Hi, I was looking at 92mm, 2-ball bearing fans at Newegg and have come across these:

- VANTEC TF9225








*RPM:* 1850-3100 RPM
*Air Flow:* 34.8-58.5 CFM
*Noise Level:* 29-40 dBA
According to the picture it draws 0.17A. Now, the power connector connects to a PSU 4-pin and the other 3-pin connector connects to the motherboard. I will be able to control the fan speed with SpeedFan, because it still has that 3-pin connector right? I can control the current fans just fine.

- Antec Pro Series 92mm








*RPM:* 2600 RPM
*Air Flow:* 42.4 CFM
*Noise Level:* 33 dBA 
It draws 0.17A as well according to info I got from the Antec site. It can be connected with just the 3-pin, or another 3+4 pin.

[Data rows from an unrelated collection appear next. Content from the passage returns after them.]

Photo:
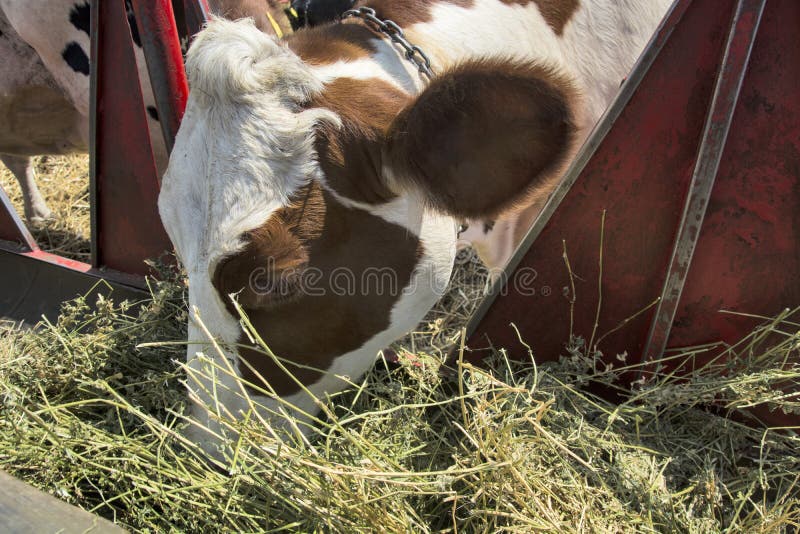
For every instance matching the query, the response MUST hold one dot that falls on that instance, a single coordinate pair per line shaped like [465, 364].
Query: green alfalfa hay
[92, 411]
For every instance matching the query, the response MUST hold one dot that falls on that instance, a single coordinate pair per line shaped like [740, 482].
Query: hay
[92, 412]
[64, 183]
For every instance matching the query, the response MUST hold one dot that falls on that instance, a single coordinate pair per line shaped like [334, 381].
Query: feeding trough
[125, 226]
[677, 224]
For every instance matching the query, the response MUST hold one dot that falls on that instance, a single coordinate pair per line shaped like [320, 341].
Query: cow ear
[483, 135]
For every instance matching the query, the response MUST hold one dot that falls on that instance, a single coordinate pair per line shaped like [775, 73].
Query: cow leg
[36, 209]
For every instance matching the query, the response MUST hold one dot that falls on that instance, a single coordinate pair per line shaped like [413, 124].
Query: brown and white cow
[44, 82]
[322, 181]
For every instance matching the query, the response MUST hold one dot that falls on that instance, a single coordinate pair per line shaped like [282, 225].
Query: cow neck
[390, 29]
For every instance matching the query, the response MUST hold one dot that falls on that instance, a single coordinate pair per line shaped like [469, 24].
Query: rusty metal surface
[726, 95]
[126, 228]
[618, 218]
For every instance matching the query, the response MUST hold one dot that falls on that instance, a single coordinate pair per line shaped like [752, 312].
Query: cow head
[328, 206]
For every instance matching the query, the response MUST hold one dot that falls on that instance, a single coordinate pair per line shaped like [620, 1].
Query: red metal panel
[748, 253]
[639, 175]
[726, 95]
[741, 252]
[126, 228]
[162, 50]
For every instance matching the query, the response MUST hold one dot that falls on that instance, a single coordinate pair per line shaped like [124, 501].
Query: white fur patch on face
[244, 147]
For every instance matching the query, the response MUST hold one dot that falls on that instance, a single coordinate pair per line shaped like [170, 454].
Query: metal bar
[162, 52]
[11, 226]
[34, 284]
[741, 38]
[126, 228]
[593, 141]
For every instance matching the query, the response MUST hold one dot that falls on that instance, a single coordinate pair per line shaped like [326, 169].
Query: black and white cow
[44, 81]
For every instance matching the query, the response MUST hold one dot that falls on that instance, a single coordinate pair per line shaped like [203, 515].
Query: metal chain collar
[395, 33]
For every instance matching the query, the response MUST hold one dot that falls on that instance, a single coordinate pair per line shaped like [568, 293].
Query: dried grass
[64, 183]
[93, 409]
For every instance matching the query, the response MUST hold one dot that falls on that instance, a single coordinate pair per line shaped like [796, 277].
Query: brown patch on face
[279, 247]
[481, 137]
[329, 44]
[555, 12]
[350, 156]
[339, 305]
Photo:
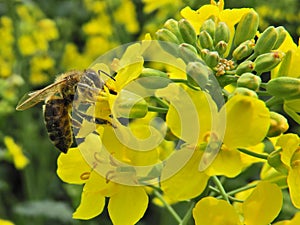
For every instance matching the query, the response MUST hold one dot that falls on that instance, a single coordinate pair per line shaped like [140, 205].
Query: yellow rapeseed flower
[19, 159]
[260, 208]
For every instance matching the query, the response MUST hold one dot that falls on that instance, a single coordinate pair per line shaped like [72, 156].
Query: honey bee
[59, 97]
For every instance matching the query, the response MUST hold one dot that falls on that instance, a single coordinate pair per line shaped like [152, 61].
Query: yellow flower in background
[290, 156]
[19, 159]
[6, 222]
[126, 15]
[260, 208]
[294, 221]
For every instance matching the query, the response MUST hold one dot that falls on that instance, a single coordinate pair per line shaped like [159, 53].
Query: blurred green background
[40, 39]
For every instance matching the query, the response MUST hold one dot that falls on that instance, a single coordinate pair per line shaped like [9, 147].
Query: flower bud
[249, 80]
[187, 31]
[197, 73]
[267, 61]
[284, 87]
[206, 40]
[130, 105]
[246, 28]
[221, 47]
[153, 79]
[209, 26]
[244, 67]
[166, 35]
[274, 160]
[168, 41]
[243, 50]
[188, 52]
[172, 25]
[222, 32]
[243, 91]
[281, 35]
[212, 59]
[278, 125]
[266, 41]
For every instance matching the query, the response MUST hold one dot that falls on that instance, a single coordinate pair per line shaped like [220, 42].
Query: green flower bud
[172, 25]
[284, 87]
[209, 26]
[130, 105]
[249, 80]
[243, 91]
[243, 50]
[206, 40]
[153, 79]
[278, 125]
[203, 53]
[188, 52]
[168, 41]
[267, 61]
[221, 47]
[197, 73]
[281, 35]
[274, 160]
[187, 31]
[222, 32]
[246, 66]
[212, 59]
[246, 28]
[166, 35]
[285, 64]
[266, 41]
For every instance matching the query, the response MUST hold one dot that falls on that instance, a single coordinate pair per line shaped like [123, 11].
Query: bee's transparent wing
[32, 98]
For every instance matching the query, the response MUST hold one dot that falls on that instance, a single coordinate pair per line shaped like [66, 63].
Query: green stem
[168, 207]
[254, 154]
[251, 57]
[263, 93]
[274, 101]
[157, 109]
[220, 188]
[188, 215]
[263, 85]
[183, 81]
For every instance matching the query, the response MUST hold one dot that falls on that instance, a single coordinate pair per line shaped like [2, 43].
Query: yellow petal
[128, 206]
[196, 18]
[228, 163]
[289, 144]
[5, 222]
[263, 205]
[293, 180]
[248, 121]
[190, 114]
[210, 211]
[72, 168]
[181, 167]
[91, 205]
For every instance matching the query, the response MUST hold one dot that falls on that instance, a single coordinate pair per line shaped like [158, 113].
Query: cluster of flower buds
[238, 58]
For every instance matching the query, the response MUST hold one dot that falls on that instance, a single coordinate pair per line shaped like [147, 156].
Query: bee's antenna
[99, 71]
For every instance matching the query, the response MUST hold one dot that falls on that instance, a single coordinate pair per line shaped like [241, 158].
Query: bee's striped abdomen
[57, 120]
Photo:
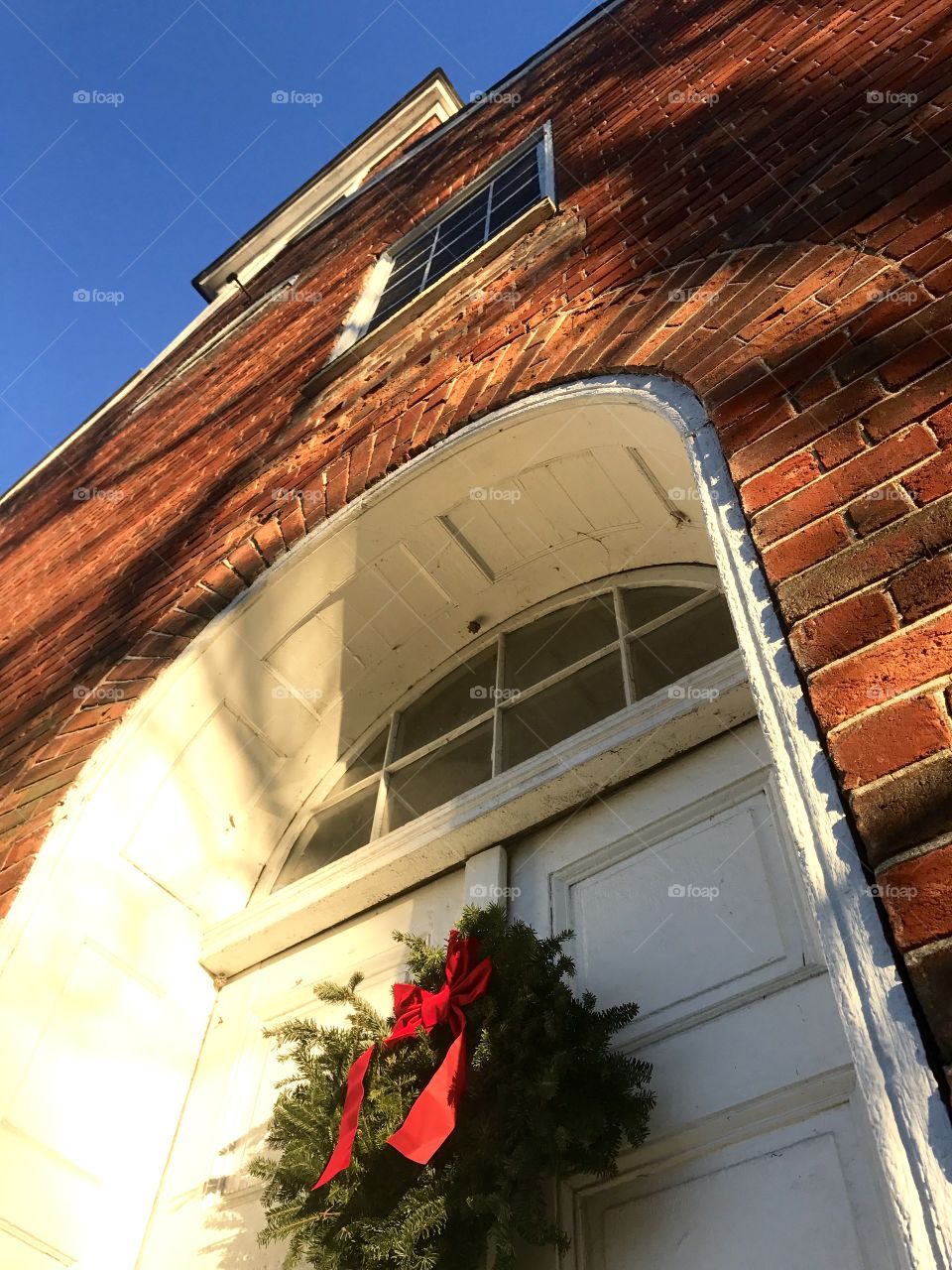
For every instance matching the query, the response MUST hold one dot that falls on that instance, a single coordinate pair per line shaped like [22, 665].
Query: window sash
[425, 245]
[502, 702]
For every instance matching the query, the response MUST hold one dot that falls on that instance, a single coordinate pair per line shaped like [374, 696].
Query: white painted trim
[336, 183]
[909, 1124]
[581, 767]
[909, 1121]
[361, 317]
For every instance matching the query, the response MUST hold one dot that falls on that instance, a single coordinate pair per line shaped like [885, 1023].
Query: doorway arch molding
[909, 1123]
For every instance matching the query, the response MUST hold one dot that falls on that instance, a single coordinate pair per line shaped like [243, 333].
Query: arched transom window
[538, 683]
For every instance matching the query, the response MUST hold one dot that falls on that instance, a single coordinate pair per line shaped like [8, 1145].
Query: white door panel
[208, 1207]
[682, 896]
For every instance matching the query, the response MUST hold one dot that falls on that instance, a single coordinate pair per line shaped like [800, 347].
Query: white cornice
[435, 95]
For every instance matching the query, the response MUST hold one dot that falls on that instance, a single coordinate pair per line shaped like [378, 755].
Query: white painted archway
[148, 873]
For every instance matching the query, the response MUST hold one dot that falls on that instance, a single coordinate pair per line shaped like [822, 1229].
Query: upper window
[471, 223]
[532, 688]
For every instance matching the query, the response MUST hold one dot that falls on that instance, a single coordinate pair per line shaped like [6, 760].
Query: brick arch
[824, 368]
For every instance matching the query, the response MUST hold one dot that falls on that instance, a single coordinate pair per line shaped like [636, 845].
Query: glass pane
[399, 293]
[366, 763]
[460, 235]
[555, 642]
[331, 833]
[516, 175]
[560, 711]
[682, 645]
[643, 604]
[451, 770]
[462, 695]
[515, 197]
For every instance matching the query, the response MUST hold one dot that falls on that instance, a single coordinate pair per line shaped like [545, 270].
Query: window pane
[682, 645]
[460, 235]
[643, 604]
[560, 711]
[462, 695]
[555, 642]
[366, 763]
[330, 834]
[448, 771]
[516, 175]
[515, 193]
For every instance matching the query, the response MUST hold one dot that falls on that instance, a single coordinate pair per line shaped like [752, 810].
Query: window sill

I like that the Vantec fan has a higher CFM, and if I can control the RPM with SpeedFan then noise won't be that much of a problem. But I like the low noise level of the Antec fan. I'm planning on putting a dedicated GFX card in my machine in the future. But I don't think I'll be getting a new case. I have an OEM case at the moment and aside from the 80mm PSU fan, the 92mm case fan will be the only other fan working exhaust. No intake fans. So I'm thinking I'll be needing the extra CFM of the Vantec. Unless the GFX card doesn't heat the case up that much and the lower CFM Antec will do just fine? I need help. :4-dontkno


----------



## magnethead (Mar 18, 2006)

*Re: Fan Connector Question/Recommended CFM*

my thoughts are that, since you dont have an intake fan, higher CFM is not always better.

No, the vantec is not speed controllable. The 3 pin only has the RPM report wire so speedfan will report RPM but thats all. the fan will still recieve voltage from the molex connector. 

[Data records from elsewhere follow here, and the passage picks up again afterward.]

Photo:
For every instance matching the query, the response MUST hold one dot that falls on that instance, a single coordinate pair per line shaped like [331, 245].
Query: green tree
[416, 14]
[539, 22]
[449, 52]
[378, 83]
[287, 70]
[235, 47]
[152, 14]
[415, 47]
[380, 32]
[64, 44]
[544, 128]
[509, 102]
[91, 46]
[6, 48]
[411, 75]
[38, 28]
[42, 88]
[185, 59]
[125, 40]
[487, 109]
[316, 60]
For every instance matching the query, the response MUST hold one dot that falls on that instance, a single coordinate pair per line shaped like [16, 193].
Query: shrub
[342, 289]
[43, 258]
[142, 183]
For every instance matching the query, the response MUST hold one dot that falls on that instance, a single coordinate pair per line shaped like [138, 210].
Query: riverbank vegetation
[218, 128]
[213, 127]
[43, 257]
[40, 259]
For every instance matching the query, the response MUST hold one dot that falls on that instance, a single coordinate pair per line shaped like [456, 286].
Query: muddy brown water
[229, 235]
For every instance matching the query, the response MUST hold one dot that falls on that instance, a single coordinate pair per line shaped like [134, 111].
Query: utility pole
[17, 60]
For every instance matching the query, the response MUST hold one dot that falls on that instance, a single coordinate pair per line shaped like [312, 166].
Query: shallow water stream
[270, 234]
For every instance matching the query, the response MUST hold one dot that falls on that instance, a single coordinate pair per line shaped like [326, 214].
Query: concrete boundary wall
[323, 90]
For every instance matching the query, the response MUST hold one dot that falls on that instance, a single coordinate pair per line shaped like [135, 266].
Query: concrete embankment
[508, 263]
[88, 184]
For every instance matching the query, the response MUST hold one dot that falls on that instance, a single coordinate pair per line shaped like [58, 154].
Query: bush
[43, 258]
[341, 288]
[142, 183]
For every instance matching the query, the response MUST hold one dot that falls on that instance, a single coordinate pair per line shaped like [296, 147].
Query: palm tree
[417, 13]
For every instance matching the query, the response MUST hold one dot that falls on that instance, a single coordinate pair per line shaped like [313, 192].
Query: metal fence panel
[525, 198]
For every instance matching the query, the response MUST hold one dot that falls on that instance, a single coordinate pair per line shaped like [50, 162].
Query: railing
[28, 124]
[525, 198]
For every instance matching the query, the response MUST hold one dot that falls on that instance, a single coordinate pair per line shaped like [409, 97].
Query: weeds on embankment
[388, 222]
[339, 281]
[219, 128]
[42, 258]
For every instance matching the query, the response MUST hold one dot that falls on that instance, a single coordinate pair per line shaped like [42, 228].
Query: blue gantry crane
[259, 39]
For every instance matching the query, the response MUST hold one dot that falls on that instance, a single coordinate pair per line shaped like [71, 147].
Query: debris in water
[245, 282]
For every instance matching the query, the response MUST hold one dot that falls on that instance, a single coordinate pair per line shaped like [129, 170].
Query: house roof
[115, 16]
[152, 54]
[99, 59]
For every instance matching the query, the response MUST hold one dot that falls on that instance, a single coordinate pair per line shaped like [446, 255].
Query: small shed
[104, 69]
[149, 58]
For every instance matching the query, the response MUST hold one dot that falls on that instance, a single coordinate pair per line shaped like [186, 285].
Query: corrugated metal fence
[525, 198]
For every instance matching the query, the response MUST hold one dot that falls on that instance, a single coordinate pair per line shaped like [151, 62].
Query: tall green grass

Honestly, I wouldn't pick etier fan. I'd pick up the tri-cool fans if I were you. They are powerable by either 3 pin for molex so you can control the speed from speedfan, but the fan also has a 3 speed switch on it so you can balance out the cfm and volume for your case then fine tune it in speed fan. 

I think if you go too high on CFM in your case you may start to develop a vacuum, which is not good for cooling.


----------



## Upgrayedddd (Jun 8, 2008)

*Re: Fan Connector Question/Recommended CFM*

Thanks for the reply. The Vantec fan is supposed to adjust to air temp on its own then, but a review at Newegg said that it was spinning at 3000 RPM even when SpeedFan reported 31C air temp. I went to the manufacturer site, pulled a .pdf and indeed it is supposed to only go to 3000 RPM if air temp is near 50C. Since it can't be controlled manually with SpeedFan either, I guess its out of the question. 

I considered the Tri-Cool fan and the Smart Cool fans from Antec, too. I just thought the Pro series was the best of the bunch. I pulled a .pdf from Antec and the Pro series fan appears to be able to be plugged in either with 3-pin or 4-pin. It's a full 3-pin connector, and doesn't have just one wire to report RPM speed.

My case has vents on the side panel, is creating a vacuum still a risk?


----------



## magnethead (Mar 18, 2006)

*Re: Fan Connector Question/Recommended CFM*

That helps your situation. The preferable situation is front fan to draw air in and over the hard disk, a side fan to blow in over the CPU and gfx card, and a rear (and top if avaliable) exhaust to expel the now heated air.

I've always liked the tricools. come standard in the antec 900. But if you can control through speedfan, the fan mounted switch isn't as important as airflow. remember as you slow the fan down, it moves less air and makes less noise. 

Some fans report in sone now instead of db. I still don't 100% understand sone. But for decibel i do know the formula- 2 items of same levelk create a 3db echo. So 2 fans runnign at 33 decibels will register as 36db on a sound level meter.


----------